One of the most unpleasant and severe complications of diabetes may be multiple vision organ diseases. As a result, the diabetic risks simply blinding.
Diabetes mellitus is dangerous because of its severe long-term complications. So, visual impairment in diabetes is very versatile and affects all the structures of the eye. And it is no coincidence that more than half of the patients with visual impairment (and according to some data - up to 80%) - are diabetics.
Changes in refractive index of the eye in diabetes
Such short-term vision impairment in diabetes, such as far-sightedness and myopia, occurs occasionally and is due to fluctuations in the level of sugar.
Depending on the amount of change of intraocular fluid, which affects the shape of the eye lens - it can become a concave and convex. Accordingly, vision is deteriorating when seen and far and near.
Such violations are usually short-lived and can be rotated even within one day. When the sugar level is normal, they disappear.
Diabetic macular edema
After 20 years of life with diabetes, this pathology of vision overtakes approximately 25-30% of patients. In diabetic maculopathy, the central parts of the retina - macules - are affected, which leads to a decrease in central vision.
The macula cells receive nutrition from the vasculature of the eye that lies deeper. When angiopathy is typical for diabetes, macula is disturbed, which may lead to loss of ability to read or distinguish small objects, however, in the future it does not lead to blindness.
An effective method to combat macular edema of the retina is to compensate for metabolic disorders (carbohydrate, fat and protein), as well as control of blood pressure. In addition, the disease undergoes medical and surgical treatment.
Persistent cloudiness of the lens, or cataracts, in patients with diabetes develops twice as often than in healthy people.
Depending on the type of diabetes, these haze may be different, even translucent, which practically does not reduce or slightly reduce vision. Such a state can remain stable for many years.
With rapid progress of the opacification process, it is possible to remove the lens and replace it with artificial.
This complication affects the retina of the eyeball. The reason is damage to the retina vessels, which leads to disruption of blood supply to the eye. The result of this persistent violation is a significant deterioration and even loss of vision. There are several stages of the disease.
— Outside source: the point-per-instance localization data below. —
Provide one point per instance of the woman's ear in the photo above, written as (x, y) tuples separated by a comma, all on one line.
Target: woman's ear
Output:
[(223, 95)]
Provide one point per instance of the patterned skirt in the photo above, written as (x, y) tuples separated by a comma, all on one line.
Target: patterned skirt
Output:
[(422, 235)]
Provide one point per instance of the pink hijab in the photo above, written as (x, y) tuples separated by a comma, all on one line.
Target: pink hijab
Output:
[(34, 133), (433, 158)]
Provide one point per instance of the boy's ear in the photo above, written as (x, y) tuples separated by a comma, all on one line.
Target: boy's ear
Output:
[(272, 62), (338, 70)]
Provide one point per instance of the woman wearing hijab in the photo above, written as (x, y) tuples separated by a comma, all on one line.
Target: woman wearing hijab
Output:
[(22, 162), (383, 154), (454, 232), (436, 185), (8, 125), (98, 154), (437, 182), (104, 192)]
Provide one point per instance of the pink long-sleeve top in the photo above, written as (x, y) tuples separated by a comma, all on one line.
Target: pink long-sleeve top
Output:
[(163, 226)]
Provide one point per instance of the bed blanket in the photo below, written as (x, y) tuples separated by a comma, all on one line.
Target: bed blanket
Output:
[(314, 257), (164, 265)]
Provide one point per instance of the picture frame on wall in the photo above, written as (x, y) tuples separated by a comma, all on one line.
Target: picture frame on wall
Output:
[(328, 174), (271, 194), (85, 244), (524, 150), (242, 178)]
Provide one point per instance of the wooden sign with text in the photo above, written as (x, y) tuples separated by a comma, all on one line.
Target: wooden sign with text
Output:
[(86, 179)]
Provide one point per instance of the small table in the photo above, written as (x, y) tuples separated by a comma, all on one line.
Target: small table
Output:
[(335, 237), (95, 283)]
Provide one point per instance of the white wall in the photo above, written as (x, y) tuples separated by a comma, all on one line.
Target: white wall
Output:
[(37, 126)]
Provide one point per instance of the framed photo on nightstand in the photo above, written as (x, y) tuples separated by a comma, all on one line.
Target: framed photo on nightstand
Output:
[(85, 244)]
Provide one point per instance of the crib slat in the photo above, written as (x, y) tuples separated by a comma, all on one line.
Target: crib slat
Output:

At the first stage of the disease, there are isolated cases of blockage of small vessels of the retina (non-proliferative diabetic retinopathy). At this stage, there are no visual disturbances, but it can last for years.
At the second stage, blockage of small vessels ends with hemorrhages, and their number can be called significant (preproliferative diabetic retinopathy).
The third stage is called proliferative diabetic retinopathy. Clogged capillaries are becoming more and more like zones of disturbance of blood supply to the retina. Feeling "hunger," the body starts the growth of newly formed vessels - the process of neovascularization.
Newly formed vessels grow very fast, while they are extremely fragile and fragile, which leads to intraocular hemorrhages of varying degrees of severity.
If the hemorrhage in the retina and the vitreous body are small, they can be absorbed. Massive hemorrhages in the cavity of the eye (hemophthalm) lead to irreversible cicatricial changes in the vitreous body and may further cause retinal detachment.
Depending on the extent of this process, central vision may be affected. If the newly created vessels continue to grow in the front of the eye, then the pathways of the outflow of the intraocular fluid are blocked, and then there is glaucoma.
Save your eyesight with diabetes - it's possible!
Even if you do not notice changes or worsening vision while in diabetes, visit an ophthalmologist regularly - twice a year.
In case of sudden or severe deterioration of vision with diabetes - immediately to the doctor!
Follow all the recommendations and appointments of your ophthalmologist.
Keep track of your blood sugar level, because your vision depends on it.